No interior do Partido Comunista, na academia e na elite chinesa reunida em torno da Academia de Ciências Sociais e de alguns seletos centros de estudo, o debate sobre o futuro ficou mais aceso nos últimos anos. Em fevereiro, um documento de mais de 400 páginas publicado pelo Banco Mundial e pelo influente Development Research Centre, um centro de estudos chineses que se reporta diretamente ao Conselho de Estado, apontou a rota de fuga da ala liberal do Partido Comunista. O eixo da proposta era que a China tinha que completar sua transformação em uma “economia de mercado” por meio de uma profunda reforma das empresas do estado que, segundo o documento, “envolvem 50% da economia”.

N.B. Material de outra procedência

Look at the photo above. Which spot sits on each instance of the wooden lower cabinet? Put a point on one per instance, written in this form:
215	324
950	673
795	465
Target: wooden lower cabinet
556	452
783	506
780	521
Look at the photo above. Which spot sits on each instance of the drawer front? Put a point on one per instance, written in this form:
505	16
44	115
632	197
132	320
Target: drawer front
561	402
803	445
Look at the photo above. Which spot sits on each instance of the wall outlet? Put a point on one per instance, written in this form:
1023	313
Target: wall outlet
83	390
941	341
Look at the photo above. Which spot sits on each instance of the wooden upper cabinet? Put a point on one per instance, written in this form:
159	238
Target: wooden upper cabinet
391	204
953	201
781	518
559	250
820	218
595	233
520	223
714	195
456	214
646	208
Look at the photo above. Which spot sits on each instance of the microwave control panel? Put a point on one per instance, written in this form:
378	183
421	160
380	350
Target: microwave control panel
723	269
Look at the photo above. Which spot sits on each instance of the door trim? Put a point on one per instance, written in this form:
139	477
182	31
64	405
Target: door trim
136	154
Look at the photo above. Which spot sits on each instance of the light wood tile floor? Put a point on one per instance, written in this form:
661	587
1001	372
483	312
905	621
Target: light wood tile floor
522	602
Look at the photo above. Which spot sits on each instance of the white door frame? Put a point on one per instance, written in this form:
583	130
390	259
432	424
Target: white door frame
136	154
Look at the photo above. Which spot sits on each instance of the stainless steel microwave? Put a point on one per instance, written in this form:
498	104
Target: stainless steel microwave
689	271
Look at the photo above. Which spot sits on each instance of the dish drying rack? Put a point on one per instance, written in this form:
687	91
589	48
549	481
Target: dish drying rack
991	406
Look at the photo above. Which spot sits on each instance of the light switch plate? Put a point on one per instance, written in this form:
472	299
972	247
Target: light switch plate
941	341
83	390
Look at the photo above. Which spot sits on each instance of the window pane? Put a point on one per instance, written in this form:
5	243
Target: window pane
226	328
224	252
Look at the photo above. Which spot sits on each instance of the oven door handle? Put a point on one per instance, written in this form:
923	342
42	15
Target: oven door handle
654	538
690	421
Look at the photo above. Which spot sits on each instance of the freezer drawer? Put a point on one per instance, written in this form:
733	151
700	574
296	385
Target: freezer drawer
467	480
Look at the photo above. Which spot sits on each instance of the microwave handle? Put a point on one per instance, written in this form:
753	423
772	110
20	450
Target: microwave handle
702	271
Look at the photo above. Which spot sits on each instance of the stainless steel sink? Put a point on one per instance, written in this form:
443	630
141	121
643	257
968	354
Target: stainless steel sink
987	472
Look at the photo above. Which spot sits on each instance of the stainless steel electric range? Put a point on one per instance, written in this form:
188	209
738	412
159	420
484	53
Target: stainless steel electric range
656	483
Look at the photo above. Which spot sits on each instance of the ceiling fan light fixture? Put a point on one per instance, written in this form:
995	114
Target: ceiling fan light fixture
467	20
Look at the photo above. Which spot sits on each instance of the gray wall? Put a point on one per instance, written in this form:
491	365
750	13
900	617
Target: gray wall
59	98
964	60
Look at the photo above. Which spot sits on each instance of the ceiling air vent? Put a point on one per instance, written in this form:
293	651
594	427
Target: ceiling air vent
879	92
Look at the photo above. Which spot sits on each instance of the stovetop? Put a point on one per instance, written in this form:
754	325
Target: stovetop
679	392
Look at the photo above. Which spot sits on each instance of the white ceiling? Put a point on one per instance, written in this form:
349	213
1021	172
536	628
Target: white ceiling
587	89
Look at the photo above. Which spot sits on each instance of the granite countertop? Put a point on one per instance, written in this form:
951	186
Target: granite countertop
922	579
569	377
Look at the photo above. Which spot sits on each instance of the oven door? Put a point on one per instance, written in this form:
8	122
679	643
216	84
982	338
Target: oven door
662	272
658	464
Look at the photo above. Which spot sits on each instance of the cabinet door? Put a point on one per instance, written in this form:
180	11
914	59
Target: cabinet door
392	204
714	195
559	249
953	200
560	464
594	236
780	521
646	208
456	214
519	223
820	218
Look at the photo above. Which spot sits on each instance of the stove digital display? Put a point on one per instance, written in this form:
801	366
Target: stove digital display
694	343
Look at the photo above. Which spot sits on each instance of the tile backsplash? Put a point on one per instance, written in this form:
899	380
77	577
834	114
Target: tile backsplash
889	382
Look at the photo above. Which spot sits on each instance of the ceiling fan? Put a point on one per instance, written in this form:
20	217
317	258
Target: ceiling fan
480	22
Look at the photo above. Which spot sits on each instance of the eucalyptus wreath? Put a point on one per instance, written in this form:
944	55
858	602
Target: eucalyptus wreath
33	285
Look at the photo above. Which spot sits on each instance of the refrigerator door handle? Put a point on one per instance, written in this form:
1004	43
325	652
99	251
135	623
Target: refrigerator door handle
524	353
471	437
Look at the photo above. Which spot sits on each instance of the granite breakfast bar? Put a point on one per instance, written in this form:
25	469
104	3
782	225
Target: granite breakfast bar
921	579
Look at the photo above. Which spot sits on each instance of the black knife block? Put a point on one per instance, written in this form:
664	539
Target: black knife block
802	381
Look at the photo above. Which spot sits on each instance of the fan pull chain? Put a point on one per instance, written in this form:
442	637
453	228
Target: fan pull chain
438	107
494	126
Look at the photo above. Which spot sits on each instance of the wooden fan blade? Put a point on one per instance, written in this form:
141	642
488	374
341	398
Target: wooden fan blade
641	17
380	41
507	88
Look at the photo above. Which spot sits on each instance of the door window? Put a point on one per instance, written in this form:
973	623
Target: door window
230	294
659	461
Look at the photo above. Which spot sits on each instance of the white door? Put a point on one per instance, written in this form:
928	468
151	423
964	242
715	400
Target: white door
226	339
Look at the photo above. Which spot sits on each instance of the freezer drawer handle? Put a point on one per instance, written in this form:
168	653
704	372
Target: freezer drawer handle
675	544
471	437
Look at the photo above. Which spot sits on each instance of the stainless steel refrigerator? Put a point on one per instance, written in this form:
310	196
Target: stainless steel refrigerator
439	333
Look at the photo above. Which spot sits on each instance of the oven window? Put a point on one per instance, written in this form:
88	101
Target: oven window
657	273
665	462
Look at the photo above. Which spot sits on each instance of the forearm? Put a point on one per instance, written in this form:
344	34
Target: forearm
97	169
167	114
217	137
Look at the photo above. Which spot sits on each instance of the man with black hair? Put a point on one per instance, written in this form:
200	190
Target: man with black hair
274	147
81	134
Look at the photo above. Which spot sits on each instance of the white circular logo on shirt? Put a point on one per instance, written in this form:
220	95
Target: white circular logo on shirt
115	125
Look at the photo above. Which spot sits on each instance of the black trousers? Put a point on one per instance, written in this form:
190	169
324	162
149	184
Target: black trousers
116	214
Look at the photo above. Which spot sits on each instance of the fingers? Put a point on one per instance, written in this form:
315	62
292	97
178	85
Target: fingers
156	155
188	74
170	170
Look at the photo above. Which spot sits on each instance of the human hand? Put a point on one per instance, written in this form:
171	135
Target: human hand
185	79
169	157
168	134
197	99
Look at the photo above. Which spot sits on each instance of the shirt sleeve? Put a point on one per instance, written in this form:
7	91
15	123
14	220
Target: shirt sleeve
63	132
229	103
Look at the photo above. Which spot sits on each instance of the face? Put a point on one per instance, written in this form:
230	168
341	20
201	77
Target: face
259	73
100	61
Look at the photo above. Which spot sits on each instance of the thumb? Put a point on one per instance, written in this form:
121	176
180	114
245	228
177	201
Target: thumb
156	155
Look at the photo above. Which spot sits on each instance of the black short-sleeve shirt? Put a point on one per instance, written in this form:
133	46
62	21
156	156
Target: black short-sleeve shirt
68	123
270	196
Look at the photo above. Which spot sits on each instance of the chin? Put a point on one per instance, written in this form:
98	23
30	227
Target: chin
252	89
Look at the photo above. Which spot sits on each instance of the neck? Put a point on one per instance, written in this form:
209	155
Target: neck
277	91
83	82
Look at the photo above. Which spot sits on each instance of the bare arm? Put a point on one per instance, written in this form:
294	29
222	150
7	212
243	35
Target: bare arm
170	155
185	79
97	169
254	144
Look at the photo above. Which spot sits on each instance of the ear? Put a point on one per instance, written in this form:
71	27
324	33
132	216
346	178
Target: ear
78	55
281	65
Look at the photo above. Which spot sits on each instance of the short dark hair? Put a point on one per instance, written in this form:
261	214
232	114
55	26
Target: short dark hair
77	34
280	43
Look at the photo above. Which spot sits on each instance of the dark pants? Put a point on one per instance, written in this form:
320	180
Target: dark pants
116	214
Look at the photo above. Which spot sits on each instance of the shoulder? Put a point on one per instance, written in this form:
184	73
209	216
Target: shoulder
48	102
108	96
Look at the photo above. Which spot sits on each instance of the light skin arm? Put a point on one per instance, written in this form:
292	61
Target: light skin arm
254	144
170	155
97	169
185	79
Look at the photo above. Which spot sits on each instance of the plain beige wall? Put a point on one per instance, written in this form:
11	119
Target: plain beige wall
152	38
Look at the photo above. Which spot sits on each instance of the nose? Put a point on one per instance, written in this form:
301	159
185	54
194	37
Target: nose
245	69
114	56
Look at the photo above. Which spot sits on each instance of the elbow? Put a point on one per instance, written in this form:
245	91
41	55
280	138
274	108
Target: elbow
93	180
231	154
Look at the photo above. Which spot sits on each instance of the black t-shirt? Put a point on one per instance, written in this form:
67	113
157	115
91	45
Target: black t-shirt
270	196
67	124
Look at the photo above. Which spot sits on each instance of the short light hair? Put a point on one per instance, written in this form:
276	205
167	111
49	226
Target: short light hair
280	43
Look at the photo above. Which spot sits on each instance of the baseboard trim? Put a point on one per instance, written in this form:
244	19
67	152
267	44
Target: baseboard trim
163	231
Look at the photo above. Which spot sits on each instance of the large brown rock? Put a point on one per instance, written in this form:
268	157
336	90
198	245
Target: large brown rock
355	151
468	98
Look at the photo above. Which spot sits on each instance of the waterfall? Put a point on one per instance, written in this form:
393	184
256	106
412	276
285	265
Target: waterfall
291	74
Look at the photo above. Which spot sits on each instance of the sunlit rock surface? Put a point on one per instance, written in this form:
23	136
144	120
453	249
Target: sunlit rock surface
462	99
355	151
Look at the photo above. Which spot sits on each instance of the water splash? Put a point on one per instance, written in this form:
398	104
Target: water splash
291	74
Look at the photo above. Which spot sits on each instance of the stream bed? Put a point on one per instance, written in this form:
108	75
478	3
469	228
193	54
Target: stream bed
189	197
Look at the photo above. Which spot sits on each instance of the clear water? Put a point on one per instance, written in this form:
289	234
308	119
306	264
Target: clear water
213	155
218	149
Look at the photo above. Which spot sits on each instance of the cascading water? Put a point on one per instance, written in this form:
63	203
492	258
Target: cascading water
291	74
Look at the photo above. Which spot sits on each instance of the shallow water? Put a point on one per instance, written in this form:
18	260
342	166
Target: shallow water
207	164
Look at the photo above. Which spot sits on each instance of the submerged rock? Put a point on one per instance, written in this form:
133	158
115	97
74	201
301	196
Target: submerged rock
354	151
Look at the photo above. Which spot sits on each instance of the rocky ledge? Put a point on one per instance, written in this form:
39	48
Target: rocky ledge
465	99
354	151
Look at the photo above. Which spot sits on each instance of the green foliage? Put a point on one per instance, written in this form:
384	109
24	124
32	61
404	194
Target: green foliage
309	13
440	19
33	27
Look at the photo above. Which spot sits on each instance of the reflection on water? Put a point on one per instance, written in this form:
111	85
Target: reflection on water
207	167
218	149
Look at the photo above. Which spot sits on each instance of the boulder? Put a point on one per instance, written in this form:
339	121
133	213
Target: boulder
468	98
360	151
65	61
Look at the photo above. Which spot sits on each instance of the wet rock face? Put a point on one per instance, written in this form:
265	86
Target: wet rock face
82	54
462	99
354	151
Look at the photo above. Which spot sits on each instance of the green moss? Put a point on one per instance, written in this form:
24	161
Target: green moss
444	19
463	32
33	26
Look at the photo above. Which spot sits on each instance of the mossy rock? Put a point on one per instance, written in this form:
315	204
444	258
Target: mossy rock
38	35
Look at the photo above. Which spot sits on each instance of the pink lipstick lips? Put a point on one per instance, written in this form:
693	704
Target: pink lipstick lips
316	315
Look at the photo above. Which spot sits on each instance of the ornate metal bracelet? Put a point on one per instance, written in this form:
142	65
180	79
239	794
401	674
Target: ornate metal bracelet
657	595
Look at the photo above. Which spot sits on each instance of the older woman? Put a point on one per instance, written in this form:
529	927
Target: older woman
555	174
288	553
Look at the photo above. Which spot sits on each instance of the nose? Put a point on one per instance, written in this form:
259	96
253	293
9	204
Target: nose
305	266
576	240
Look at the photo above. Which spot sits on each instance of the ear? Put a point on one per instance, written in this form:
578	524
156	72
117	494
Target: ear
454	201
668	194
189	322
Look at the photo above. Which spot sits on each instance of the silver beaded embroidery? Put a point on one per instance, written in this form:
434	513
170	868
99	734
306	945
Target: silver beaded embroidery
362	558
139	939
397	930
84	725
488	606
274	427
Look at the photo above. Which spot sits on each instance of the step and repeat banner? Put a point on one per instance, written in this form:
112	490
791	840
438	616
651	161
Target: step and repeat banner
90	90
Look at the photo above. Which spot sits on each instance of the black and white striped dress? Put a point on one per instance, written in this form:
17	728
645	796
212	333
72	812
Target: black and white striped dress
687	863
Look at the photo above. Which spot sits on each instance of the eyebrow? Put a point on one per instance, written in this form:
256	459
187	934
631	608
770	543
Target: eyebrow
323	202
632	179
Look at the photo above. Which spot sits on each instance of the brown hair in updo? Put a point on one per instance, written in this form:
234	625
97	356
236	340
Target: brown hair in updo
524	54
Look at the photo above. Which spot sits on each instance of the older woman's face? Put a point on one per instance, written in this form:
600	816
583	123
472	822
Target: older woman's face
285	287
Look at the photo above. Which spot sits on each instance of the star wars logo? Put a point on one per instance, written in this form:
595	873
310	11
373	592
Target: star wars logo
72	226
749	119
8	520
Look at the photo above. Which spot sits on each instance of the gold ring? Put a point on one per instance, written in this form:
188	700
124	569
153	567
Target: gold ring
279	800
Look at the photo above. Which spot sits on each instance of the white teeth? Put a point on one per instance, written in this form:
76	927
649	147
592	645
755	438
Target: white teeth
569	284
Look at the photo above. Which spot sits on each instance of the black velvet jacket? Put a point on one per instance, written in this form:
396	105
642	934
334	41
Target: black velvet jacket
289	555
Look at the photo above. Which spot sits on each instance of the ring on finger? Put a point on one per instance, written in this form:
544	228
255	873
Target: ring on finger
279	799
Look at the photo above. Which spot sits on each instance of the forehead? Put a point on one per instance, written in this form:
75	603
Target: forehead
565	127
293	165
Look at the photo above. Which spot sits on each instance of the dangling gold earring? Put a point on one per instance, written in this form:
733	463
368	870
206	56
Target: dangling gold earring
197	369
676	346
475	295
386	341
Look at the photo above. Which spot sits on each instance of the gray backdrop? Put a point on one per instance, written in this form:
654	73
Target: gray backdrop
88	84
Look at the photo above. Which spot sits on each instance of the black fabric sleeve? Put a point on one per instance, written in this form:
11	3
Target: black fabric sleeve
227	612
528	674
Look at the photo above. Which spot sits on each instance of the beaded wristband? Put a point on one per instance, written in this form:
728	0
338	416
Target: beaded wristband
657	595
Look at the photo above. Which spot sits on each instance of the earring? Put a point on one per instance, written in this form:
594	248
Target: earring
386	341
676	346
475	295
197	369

A alternativa era o chamado modelo Chonqing, vinculado ao ex-secretário-geral do Partido Comunista, Bo Xilai, uma espécie de capitalismo populista, com forte reinvestimento social dos lucros obtidos com o crescimento. A queda em desgraça de Bo Xilai em um escândalo de contornos novelescos projetou uma pesada sombra política sobre esse modelo. “O chamado modelo Chonqing oferecia uma saída para o problema da desigualdade na China. O problema é que ficou associado á figura de Bo Xilai”, assinalou Shujie Jiao.
A enigmática política chinesa
O hermetismo da política chinesa complica a interpretação exata do impacto político de sua queda, Tanto o atual presidente Hu Jintao como seu sucessor Xi Jinping, mostraram no passado certo entusiasmo pelo modelo Chonqing, mas ambos tomaram distância do mesmo em função do polêmico populismo de Bi Xilai. Segundo disse à Carta Maior, François Godement, diretor do Centro Asia de Paris e autor do recentemente publicado “Qui veut la Chine? De Mao au capitalisme” (“O que quer a China? De Mao ao capitalismo”), o debate segue aberto. “Há uma forte polêmica interna sobre os interesses criados na economia, sobre o crescimento, sobre onde a China deveria estar em 2030. A incógnita se estenderá entre este congresso e o de março, quando as novas autoridades assumirão”, assinalou.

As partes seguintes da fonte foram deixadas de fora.